KC7: Crosscut Metadata Model Schema and Instances

KC7: Crosscut Metadata Model Schema and Instances

Description

  • Review and deep dive into the Crosscut Metadata Model
  • Update on release timeline
  • Update from Full Stacks on ingest plans
  • Discussion of metadata exchange between stacks
  • Feedback

Room Request

Conference room for approximately 15

Target Audience

  • KC7 participants
  • Full Stacks

Learn more about TOPMED

During this breakout session, the Data Stewards will give an in-depth presentation of their data, QC processes, curation, users and use cases.

Proposed by Mary Shimoyama

Data Commons Communication: Who, how, why, when

Description: We have probably all suffered from information overload or miscommunication during Phase 0 and Phase I of the DCPPC, and now, more than ever, we need to think about how to improve internal and external communication. This breakout group will discuss challenges and opportunities for communication including but not limited to social media, websites, newsletters, video interviews, blogs, infographics, publications, protocols, and best practices.

Audience: Anyone is welcome to attend. A small group of folks from NIH, Team Phosphorus and Team Copper have been meeting bi-weekly to discuss this, but we welcome extra input.

Room: An informal lounge area seems appropriate.

KC1 - Reporting about the Analysis of the FAIRness of >4,000 Published Bioinformatics Tools

Thanks for suggesting a breakout group! We have 6 conference rooms reserved that seat 6, 10, and 16 people as well as comfortable seating in lounges around the building.

Please provide the following:

  • Description
    KC1 would like to engage the consortium about what can be done to improve the state of bioinformatics tools and pipeline. Many tools disappear after publication, and there is currently no clear way to benchmark tools, and there are no requirements to make bioinformatics tools FAIRer. Megan Wojciechowicz performed a global analysis about the status of published bioinformatics tools and prepared a presentation that can initiate a discussion about this topic.
  • Type and size of room desired (conference room or lounge)
    Small room.
  • Target audience
    Phase II brainstorming enthusiastics

KC2 - GUID creation

Description
Discussion about GUID creation, related to DEMO GUIDs for TOPMed (https://github.com/dcppc/dcppc-deliverables/issues/58)
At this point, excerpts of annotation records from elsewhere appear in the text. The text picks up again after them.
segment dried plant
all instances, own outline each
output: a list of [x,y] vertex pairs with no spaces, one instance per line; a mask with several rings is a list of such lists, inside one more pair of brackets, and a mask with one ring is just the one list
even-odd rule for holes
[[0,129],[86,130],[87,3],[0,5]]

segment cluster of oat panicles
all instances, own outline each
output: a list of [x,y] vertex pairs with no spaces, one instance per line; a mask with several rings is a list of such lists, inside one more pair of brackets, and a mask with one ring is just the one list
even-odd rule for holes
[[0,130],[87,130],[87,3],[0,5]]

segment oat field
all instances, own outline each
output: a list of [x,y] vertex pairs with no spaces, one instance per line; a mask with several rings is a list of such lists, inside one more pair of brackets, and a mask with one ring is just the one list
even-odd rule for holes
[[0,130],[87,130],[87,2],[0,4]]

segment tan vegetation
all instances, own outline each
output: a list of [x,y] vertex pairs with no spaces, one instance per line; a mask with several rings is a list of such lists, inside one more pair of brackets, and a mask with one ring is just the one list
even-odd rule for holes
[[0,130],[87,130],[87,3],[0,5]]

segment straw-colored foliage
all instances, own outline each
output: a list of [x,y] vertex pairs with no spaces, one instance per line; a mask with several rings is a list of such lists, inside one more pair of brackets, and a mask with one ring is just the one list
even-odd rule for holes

Type and size of room desired
Conference room for up to 10 people

Target audience
KC2, particularly Sodium and full stacks (Helium, Calcium and Xenon)

What data and where?

Description:
Let's align on the data each group has available and identify next steps to ensure that each full stack has the exact same data:

  • What are the data sets? Within each set, what are the expected data types? (WGS, RNAseq, etc.)
  • How many files are in each set?
  • Are they on AWS and GCP?
  • Compare manifests

Desired room:
Conference room, 10 or 16 people

Target audience:
Full stacks

All Things Auth

  • Description: A sidebar for those interested in working through some of the policy-based and technical approaches related to improved methods for authenticating and authorizing users for the Data Commons, including what we can do now/soon, and what we might want to do in the future.
  • Type and size of room desired (conference room or lounge): Large conference room preferred
  • Target audience: Full stacks, KC6, & those interested in topics related to whitelist, VDS, SDDP, Passport, DUOS, etc. (Note: This will not be a rehash of the meeting in NC, but instead a new conversation informed by those discussions.)

Day 2 Talks

Presenters can add their name here or in the comments below.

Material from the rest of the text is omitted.